The accuracy of those 16 words would be debated for years.
_ GREENBRIER
It's not a movie, but there's an actual venue designed to host all of Congress, a four-hour drive west of the White House.
The Greenbrier resort in White Sulphur Springs, W.Va., has an underground bunker big enough to accommodate Congress because it was built as a hideout for Congress in case of nuclear war.
The existence of the bunker is no longer classified, and 90-minute tours are offered for $39 per person. Lawmakers often hold retreats at Greenbrier.
_ "IDIOCRACY"
The 2006 satire stars Luke Wilson as a soldier who wakes up 500 years in the future after a military experiment gone awry.
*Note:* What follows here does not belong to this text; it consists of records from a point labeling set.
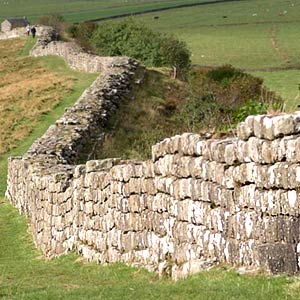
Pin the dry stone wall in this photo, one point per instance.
(196, 203)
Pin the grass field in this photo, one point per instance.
(80, 10)
(25, 274)
(253, 35)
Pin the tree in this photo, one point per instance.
(132, 38)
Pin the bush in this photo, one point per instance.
(224, 73)
(251, 107)
(132, 38)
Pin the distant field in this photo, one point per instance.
(253, 35)
(44, 87)
(80, 10)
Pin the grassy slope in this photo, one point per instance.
(24, 274)
(17, 139)
(264, 40)
(80, 10)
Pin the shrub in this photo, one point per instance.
(132, 38)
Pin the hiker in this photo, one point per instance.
(28, 29)
(33, 31)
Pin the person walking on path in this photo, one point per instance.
(28, 29)
(33, 31)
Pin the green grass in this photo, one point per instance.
(252, 34)
(58, 66)
(285, 83)
(80, 10)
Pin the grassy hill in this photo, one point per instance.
(259, 36)
(80, 10)
(24, 273)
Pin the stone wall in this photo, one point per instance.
(196, 203)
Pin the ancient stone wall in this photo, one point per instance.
(197, 202)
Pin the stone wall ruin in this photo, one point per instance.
(196, 203)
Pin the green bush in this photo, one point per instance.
(132, 38)
(223, 73)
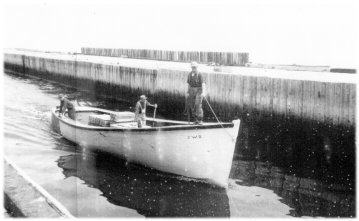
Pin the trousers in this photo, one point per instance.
(195, 103)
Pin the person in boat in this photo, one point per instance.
(195, 93)
(65, 103)
(140, 111)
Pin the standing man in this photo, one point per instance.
(65, 103)
(195, 93)
(140, 111)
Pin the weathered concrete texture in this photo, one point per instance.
(23, 198)
(321, 96)
(223, 58)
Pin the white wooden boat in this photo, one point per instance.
(196, 151)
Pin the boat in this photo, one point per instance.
(201, 152)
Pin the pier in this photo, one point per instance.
(291, 121)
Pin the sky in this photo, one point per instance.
(306, 32)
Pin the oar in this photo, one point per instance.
(154, 116)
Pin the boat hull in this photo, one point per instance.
(191, 152)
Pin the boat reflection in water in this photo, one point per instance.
(149, 192)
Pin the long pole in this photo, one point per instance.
(154, 116)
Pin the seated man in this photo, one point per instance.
(65, 103)
(140, 111)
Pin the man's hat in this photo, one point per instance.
(194, 64)
(62, 96)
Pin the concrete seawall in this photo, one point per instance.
(289, 118)
(323, 97)
(223, 58)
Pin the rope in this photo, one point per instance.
(217, 118)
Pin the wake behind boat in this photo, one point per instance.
(196, 151)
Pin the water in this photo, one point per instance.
(95, 184)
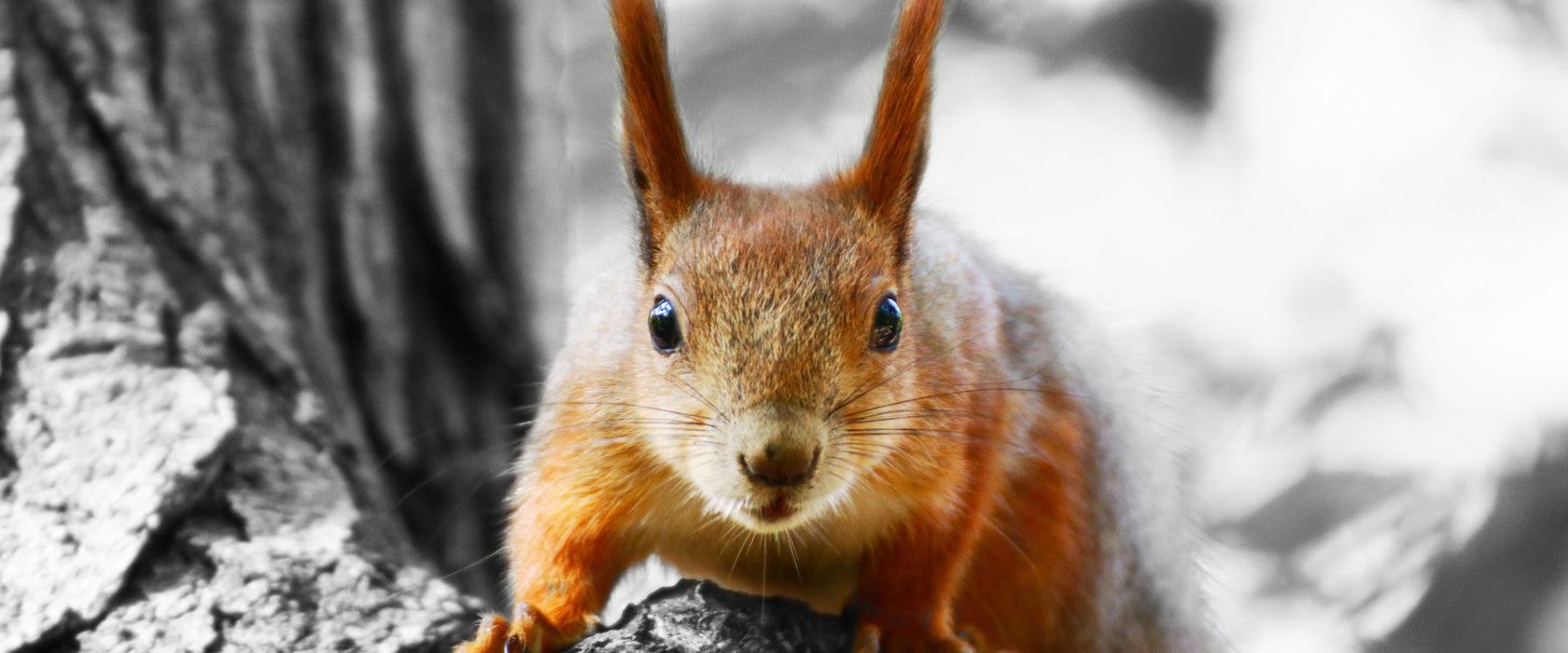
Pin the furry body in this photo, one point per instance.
(966, 478)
Society has fallen apart thanks to fast food and reality TV. Famine has taken hold because advertising for the energy drink Brawndo has been so effective _ "Water is for toilets" _ that crops are failing. But Wilson, a dumb guy, in his own time, is now the most intelligent person alive. Spoiler alert: he eventually becomes president.
The movie was shot in Austin and other parts of Central Texas. There's a presidential address before the House of Representin' in which President Camacho, played by Terry Crews, brandishes a machine gun. Wherever that was filmed, it definitely wasn't the U.S. Capitol.